We consider $TS^{2}$ as a 2 dimensional holomorphic manifold and fix an explicit holomorphic structure on $TS^{2}$ as it is indicated in the answer of Mike Usher to the following question. We have two questions which are not necessarily related to each others(directly).

1)Is there a

holomorphicmap $q:TS^{2}\to S^{2}$ such that $(TS^{2}, S^{2}, q)$ has an structure of a holomorphic line bundle or at least topological one dim. complex line bundle or two dim real vector bundle?2) Consider the natural projection $p:TS^{2}\to S^{2}$. By definition, a holomorphic vector field on $S^{2}$ is a holomorphic map $X:S^{2}\to TS^{2}$ with $p\circ X=Id.$ To what extend these holomorphic vector fields have been classified? In particular what can be said about the nature of singularities and closed orbits of a holomorphic vector field? Can we have a singularity with negative index, ex: saddle point? Can we have a limit cycle for a holomorphic vector field? Is the space of holomorphic vector field a Lie algebra, that is closed under the usual Lie bracket?
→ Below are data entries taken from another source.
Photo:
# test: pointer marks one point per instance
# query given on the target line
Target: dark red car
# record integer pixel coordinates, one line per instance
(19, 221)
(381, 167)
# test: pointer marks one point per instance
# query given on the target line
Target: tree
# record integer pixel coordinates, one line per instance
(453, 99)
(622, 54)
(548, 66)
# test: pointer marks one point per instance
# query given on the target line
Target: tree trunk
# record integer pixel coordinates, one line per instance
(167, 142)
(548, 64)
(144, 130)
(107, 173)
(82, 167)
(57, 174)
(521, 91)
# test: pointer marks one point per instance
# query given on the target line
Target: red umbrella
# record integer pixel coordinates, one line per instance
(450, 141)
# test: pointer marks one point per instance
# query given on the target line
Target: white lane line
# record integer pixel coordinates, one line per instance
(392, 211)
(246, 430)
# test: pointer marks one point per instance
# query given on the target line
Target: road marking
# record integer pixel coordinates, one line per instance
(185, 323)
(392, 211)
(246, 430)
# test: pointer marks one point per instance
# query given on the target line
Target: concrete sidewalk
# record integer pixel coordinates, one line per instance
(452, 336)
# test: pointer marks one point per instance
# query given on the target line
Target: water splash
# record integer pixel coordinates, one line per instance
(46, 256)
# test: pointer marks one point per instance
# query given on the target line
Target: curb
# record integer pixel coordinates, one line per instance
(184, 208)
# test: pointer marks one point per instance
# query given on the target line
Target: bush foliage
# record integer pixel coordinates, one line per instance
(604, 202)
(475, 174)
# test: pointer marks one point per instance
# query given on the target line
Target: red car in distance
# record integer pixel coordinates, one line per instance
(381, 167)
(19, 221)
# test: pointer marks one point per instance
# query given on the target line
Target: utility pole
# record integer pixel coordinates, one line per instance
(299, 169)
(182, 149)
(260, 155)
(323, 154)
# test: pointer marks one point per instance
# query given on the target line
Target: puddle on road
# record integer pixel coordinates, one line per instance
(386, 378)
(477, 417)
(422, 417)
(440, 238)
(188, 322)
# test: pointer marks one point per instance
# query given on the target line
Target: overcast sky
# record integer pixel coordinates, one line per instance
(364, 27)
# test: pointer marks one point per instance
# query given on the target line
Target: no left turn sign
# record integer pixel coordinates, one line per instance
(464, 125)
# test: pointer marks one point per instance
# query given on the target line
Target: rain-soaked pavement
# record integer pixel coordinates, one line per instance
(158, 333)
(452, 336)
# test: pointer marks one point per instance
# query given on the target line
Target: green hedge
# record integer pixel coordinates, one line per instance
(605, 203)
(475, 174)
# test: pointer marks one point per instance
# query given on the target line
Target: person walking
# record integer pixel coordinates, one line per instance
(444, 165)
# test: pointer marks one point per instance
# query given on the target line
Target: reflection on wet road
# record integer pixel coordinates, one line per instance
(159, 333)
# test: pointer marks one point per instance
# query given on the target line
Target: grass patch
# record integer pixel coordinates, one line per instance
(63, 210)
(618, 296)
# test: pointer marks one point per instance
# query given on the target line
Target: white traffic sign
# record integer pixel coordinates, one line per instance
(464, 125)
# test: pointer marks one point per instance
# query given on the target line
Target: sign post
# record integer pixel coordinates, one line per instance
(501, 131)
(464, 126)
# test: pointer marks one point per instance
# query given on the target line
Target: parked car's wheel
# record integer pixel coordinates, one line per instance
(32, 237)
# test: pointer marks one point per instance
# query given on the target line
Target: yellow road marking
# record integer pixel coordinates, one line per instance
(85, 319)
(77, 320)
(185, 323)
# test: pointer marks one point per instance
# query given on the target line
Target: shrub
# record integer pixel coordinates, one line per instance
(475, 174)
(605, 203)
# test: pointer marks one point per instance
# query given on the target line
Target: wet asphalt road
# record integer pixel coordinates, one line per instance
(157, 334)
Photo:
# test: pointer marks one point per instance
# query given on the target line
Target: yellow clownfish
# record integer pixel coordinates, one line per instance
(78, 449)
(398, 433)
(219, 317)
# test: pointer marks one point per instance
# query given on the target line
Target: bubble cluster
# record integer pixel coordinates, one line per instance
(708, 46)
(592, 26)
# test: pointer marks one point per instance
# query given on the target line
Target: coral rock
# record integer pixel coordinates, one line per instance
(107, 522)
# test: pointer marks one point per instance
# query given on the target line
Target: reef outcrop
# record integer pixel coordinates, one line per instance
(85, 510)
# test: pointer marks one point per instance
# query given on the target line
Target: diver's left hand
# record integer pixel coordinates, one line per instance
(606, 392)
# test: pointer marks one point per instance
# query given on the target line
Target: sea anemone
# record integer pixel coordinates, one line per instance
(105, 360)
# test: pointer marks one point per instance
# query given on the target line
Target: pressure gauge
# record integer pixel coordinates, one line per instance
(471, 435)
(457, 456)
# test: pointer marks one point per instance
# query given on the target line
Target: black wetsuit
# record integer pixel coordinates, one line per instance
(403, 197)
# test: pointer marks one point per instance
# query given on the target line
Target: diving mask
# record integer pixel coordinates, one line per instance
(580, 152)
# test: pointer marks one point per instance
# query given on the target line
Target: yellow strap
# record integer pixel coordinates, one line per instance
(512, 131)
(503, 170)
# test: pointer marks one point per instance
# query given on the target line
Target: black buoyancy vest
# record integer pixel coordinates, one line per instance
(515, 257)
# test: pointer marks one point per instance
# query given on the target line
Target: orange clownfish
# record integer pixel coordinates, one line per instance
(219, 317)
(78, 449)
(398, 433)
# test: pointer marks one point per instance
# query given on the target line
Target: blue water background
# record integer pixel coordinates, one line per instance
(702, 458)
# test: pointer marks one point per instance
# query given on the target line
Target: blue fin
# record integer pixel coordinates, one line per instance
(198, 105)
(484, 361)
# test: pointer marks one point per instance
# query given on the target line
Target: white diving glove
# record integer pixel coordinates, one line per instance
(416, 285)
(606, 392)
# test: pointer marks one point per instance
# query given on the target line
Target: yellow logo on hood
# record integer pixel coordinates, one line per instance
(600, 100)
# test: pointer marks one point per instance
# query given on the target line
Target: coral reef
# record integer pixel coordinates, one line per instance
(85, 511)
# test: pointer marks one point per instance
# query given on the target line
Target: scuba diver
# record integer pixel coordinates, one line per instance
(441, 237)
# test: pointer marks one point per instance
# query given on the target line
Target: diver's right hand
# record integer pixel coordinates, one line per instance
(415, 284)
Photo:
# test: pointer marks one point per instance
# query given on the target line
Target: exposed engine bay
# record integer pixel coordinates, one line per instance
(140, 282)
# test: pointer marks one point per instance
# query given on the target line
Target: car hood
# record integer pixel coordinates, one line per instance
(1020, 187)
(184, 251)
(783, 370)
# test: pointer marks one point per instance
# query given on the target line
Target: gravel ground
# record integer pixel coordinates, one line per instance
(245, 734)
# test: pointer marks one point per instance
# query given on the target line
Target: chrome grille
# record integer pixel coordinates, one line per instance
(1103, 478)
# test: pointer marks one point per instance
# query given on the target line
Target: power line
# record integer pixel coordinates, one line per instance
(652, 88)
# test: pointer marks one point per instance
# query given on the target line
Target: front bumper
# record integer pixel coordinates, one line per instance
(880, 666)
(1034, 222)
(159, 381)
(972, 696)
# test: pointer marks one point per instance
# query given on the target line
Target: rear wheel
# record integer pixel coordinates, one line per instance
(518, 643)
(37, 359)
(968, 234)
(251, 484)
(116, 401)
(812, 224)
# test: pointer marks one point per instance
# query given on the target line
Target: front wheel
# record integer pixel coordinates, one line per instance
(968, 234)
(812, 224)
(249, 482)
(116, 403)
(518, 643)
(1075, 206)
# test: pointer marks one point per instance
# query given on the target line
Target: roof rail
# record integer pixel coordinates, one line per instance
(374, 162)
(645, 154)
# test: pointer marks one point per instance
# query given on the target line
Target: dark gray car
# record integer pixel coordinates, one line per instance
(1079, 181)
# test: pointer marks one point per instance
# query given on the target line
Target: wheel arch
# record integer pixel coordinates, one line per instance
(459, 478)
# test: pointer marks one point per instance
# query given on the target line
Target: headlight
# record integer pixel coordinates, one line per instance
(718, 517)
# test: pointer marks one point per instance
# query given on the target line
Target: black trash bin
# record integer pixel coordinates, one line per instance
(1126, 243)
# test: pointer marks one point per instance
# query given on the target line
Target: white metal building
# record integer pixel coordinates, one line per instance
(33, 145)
**Note 1:** In the above questions, $S^{2}$ is identified with the one dim complex manifold $\mathbb{C}P^{1}$

**Note 2:** The second question is weakly motivated by the following facts: Let $F:U\to \mathbb{C}$ be a holomorphic map where $U\subset \mathbb{C}$ is an open subset. Then the index of each singular point of the vector field $\dot x=F(x)$ is non negative. Moreover such vector fields have no limit cycle, because $[F,iF]=0$ on the other hand every two commuting flows share on limit cycles, that is every limit cycles of one is invariant under the other ones. The other reason that $\dot x= F(x)$ has no limit cycle is that for each $t$ the flow $\phi_{t}$ is a holomorphic map Now put $T=\text{the period of limit cycle}$. So $\phi_{T}$ as a holomorphic maps has a curve of fixed points. this implies that $\phi_{T}$ is identicaly equal to the identity map. So a closed orbit lies in a band of closed orbit with the same period. so there is no an isolated closed orbit, i.e. limit cycle.